Meth Labs have been discovered in industrial units, private/rental homes, bach’s/holiday homes, vehicles and caravans. 

Many different carcinogenic, poisonous and acidic chemicals can go into the manufacturing process. Some of the most commonly found of these are:

  • Acetone (nail polish remover)
  • Lithium (found in household batteries)
  • Toluene (paint thinners and octane boosters)
  • Sulphuric acid (vehicle battery acid)
  • Sodium Hydroxide (Drain cleaner)
  • Pseudoephedrine (cold & flu medication)

How does a property become contaminated by meth?

The manufacture or use of the Methamphetamine produces a residue which is left behind on and sometimes in a properties surfaces.

This residue can contain the drug itself along with chemical elements that are used in the manufacturing of the drug.

How do I know if a home is contaminated with Methamphetamine? What should I look for?

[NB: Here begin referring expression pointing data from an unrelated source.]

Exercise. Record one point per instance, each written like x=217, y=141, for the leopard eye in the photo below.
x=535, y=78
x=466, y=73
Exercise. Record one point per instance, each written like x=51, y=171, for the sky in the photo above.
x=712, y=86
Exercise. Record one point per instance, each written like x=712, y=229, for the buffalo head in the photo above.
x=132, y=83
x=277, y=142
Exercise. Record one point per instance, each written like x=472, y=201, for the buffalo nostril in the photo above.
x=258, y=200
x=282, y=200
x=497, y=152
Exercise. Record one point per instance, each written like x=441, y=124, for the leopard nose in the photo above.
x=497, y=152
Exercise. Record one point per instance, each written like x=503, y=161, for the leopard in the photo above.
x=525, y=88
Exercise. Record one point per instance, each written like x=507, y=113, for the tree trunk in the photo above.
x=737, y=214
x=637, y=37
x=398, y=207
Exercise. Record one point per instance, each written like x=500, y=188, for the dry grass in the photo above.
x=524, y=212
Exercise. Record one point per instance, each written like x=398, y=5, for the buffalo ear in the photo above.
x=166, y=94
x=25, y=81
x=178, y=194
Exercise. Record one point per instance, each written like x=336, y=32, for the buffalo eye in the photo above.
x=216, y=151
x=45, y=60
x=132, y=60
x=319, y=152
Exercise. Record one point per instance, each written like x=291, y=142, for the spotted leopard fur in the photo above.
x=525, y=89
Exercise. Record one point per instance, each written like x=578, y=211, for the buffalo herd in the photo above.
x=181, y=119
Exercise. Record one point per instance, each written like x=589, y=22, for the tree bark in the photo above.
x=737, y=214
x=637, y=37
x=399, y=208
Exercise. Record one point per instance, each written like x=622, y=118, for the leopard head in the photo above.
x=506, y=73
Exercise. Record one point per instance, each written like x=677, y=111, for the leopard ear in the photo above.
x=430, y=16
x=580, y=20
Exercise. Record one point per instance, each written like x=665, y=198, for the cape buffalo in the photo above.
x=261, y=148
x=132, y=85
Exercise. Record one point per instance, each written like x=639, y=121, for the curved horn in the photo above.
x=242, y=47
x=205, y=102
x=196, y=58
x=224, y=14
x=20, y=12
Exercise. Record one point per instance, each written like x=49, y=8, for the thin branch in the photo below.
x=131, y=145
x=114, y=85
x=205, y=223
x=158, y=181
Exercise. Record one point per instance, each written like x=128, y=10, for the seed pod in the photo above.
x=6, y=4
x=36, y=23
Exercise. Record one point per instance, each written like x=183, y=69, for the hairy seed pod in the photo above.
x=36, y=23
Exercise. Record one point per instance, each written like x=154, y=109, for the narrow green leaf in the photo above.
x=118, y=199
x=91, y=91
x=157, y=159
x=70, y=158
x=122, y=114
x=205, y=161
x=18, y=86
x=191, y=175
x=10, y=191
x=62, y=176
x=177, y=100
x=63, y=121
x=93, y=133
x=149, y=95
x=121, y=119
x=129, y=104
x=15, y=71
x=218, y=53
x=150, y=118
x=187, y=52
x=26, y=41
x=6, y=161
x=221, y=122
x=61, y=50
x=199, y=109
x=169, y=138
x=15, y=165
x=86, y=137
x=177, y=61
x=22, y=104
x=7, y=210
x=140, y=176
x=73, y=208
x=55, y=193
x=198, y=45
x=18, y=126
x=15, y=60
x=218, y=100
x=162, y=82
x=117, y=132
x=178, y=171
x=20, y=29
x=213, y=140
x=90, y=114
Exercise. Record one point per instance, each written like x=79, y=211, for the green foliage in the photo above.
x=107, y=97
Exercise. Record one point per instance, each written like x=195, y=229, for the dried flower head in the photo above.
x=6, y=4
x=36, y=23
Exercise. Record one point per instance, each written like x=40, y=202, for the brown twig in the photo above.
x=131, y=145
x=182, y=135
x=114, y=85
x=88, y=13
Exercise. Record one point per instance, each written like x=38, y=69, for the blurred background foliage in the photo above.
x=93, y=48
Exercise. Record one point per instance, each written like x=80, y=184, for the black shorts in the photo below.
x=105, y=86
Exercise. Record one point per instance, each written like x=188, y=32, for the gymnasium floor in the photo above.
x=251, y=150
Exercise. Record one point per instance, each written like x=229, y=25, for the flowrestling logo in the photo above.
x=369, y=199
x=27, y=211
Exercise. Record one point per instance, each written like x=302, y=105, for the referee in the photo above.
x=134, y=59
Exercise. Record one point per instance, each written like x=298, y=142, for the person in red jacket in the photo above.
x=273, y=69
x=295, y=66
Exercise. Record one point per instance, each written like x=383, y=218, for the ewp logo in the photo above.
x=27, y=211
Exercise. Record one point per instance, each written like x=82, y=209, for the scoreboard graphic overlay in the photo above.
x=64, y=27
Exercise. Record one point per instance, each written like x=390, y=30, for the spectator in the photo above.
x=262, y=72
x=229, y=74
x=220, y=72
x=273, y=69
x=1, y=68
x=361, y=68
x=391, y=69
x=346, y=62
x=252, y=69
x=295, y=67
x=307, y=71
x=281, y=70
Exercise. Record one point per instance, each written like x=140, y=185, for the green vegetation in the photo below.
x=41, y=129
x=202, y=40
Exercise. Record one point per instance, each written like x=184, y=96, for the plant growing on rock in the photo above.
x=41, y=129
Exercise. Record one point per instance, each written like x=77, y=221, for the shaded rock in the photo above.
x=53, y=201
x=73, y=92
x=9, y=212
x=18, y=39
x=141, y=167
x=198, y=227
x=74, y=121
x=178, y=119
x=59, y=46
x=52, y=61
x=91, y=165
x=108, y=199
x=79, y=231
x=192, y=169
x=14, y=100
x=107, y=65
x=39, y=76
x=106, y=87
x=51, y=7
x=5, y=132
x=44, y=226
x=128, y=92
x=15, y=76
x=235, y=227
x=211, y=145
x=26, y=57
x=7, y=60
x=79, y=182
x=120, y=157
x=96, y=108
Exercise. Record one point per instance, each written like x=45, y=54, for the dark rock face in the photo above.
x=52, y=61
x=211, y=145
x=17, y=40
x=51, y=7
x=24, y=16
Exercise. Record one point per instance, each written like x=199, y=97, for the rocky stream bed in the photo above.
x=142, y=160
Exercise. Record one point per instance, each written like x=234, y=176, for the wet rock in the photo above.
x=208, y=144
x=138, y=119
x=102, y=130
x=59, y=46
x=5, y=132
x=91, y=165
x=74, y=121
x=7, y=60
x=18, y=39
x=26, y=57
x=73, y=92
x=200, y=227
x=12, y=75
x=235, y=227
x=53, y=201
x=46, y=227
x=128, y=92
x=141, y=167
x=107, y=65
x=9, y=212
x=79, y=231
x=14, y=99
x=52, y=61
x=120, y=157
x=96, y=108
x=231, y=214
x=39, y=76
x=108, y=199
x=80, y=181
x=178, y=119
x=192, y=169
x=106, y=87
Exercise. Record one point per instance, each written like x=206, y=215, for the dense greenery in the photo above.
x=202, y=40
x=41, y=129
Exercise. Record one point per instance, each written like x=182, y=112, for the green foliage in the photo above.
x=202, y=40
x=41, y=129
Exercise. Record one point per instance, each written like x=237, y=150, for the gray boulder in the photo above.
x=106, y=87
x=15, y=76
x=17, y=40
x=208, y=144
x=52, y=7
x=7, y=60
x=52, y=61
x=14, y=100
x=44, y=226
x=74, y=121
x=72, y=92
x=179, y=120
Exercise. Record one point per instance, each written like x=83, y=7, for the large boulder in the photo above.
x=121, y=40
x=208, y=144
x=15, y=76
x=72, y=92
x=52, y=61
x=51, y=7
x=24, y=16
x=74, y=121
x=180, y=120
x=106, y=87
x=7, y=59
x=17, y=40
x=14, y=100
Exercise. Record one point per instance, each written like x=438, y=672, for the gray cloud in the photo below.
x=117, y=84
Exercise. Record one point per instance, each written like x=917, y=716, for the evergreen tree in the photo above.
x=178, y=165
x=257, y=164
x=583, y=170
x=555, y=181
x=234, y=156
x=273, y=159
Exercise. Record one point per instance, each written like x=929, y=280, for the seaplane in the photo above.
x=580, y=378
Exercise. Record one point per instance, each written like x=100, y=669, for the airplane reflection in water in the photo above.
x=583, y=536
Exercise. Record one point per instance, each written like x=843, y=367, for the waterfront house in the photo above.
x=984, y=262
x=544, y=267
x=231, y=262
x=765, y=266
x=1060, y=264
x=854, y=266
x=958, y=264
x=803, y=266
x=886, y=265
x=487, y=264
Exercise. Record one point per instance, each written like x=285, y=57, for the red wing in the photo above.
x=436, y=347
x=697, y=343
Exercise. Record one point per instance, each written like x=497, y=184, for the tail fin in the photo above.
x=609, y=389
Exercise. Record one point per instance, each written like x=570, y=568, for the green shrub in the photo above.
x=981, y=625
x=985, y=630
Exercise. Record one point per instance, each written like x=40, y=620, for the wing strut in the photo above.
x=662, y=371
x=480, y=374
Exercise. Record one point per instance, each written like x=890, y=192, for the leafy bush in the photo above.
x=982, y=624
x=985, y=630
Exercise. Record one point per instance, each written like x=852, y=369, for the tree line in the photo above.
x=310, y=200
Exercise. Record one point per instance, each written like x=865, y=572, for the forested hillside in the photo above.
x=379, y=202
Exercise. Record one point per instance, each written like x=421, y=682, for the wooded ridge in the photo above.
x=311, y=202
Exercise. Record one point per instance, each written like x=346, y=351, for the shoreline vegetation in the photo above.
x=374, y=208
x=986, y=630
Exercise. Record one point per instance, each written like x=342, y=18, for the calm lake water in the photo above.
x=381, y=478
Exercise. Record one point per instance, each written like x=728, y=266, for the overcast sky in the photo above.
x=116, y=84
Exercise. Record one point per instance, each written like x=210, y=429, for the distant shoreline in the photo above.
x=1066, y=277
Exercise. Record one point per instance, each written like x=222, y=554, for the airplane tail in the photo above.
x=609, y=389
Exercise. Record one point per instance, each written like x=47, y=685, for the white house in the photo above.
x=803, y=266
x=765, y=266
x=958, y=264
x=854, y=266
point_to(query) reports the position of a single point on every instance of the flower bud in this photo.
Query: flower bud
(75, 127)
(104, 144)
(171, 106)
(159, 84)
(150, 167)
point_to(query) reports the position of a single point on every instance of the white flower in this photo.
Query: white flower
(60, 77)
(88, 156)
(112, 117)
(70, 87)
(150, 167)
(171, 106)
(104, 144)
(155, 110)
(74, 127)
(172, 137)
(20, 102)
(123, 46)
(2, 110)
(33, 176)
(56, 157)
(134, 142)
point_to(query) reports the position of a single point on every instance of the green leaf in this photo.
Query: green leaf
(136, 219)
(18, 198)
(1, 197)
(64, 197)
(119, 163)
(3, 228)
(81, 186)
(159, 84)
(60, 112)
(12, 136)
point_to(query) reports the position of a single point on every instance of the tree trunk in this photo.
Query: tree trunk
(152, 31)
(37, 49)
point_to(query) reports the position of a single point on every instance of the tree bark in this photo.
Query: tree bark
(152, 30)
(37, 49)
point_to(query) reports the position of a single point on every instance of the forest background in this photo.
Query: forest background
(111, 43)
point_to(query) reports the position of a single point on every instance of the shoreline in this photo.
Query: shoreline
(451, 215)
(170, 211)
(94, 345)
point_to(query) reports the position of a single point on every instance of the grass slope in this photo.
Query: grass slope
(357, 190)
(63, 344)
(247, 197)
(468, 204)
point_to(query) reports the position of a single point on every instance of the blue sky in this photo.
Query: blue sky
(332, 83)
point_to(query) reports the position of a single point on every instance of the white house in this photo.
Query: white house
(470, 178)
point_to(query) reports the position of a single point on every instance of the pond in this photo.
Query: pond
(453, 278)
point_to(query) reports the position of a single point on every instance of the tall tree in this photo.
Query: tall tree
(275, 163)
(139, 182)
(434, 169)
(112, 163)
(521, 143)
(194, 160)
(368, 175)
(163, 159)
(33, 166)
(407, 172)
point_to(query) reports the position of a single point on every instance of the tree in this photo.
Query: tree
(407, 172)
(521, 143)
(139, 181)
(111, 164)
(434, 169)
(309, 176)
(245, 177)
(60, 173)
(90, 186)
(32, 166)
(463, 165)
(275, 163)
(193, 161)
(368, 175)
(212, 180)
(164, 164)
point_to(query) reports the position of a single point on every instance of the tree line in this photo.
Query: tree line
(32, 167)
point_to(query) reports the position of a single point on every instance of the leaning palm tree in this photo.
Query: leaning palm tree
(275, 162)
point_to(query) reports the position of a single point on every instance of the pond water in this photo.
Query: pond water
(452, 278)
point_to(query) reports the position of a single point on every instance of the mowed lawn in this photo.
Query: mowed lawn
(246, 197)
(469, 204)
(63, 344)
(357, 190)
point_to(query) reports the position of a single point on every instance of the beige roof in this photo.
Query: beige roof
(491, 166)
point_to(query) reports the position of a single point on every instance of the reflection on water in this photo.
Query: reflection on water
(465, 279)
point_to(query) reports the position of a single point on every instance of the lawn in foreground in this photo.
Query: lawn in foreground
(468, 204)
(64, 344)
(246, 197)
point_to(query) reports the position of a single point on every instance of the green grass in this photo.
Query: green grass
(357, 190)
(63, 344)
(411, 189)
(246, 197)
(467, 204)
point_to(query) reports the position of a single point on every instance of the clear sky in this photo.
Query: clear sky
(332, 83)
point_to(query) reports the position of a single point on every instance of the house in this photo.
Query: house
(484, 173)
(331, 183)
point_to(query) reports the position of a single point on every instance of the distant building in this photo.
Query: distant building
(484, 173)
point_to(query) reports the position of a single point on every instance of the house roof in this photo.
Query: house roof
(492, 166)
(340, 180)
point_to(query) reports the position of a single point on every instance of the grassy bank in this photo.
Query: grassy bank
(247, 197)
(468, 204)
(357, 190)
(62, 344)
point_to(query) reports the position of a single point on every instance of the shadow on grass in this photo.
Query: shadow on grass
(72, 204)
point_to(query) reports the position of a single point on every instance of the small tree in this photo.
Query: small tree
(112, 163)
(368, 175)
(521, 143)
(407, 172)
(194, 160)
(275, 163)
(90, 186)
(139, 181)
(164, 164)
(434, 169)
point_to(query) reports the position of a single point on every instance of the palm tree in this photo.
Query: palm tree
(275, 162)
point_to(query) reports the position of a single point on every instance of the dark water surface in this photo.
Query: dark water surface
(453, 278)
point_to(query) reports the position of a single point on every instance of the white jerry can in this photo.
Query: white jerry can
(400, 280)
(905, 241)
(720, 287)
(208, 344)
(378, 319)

It can often be very difficult to visibly tell if a property is contaminated by Meth. The residue is often invisible and can only be found through the taking of samples and subsequent testing at a laboratory. Often a professional sampling/testing or decontamination specialist will rely on corroborating evidence found at the property to determine how the contamination occurred. Evidence of drug related activity is often removed from a property by the occupants for obvious reasons, there are heavy penalties for anyone caught manufacturing, supplying and possessing Methamphetamine.

 

However, some visible signs may include:

  • Discolouration of surfaces in and around the property
  • Disturbed grounds, burn piles on the section
  • Excessive CCTV and blacked out windows
  • Excessive collections of fans, portable heating elements, bottles and tubes
  • Chemical containers, cold and flu packaging etc
  • Drug paraphernalia such as small plastic “zip lock” type bags know as Point bags, hypodermic needles, glass pipes or broken charred glass or foil.

I want to have a house tested for Meth contamination. What is the process ?

On the 29th June 2017, a New Zealand standard for Testing and decontamination of methamphetamine contaminated properties (NZS8510:2017) was released. Although the standard is voluntary, it is widely regarded as “best practice” for the industry.

The infrastructure for the standards implementation into the industry is currently still in the development stages. However, sampling and decontamination companies should be closely following the standards procedures. It is important to question the sampling company’s procedures to ensure they are following the NZS8510:2017 standard. 

A Meth testing technician is referred to as a “Sampler”. The technician will visit the property and take samples from various surfaces. The collected samples are then sent to an independent laboratory and are tested to determine the presence or absence of Methamphetamine residue. This is often referred to as an initial screening of a property. There are currently three “standards” approved methods of initial screening:

  • Individual discrete samples: A separate sampling kit is used and tested for each room of a property. This method is rarely used to determine the presence or absence of meth as it is expensive to have each sample tested individually.
  • Laboratory composite: This process involves the taking of separate samples (as above) but the samples are composited/combined at a Laboratory to produce an averaged result. This method helps to maximise the sampling coverage whilst greatly reducing the lab fee making it more affordable. A maximum of 10 samples can be composited together. These samples are held at the lab for a period (usually a month) and can be re tested as individual samples later.
  • Field composite: Up to 5 individually taken samples are taken and added into a single container(tube). The lab then tests the samples as one. The field composite sample then represents an accumulation of the samples.  

According to NZS8510:2017 standards, the use of screening technologies usually referred to as pregnancy/instant result test kits should be validated. This effectively means they should be proven to be reliable and fit for intended use before being relied upon as an accurate means of determining the presence or absence of meth.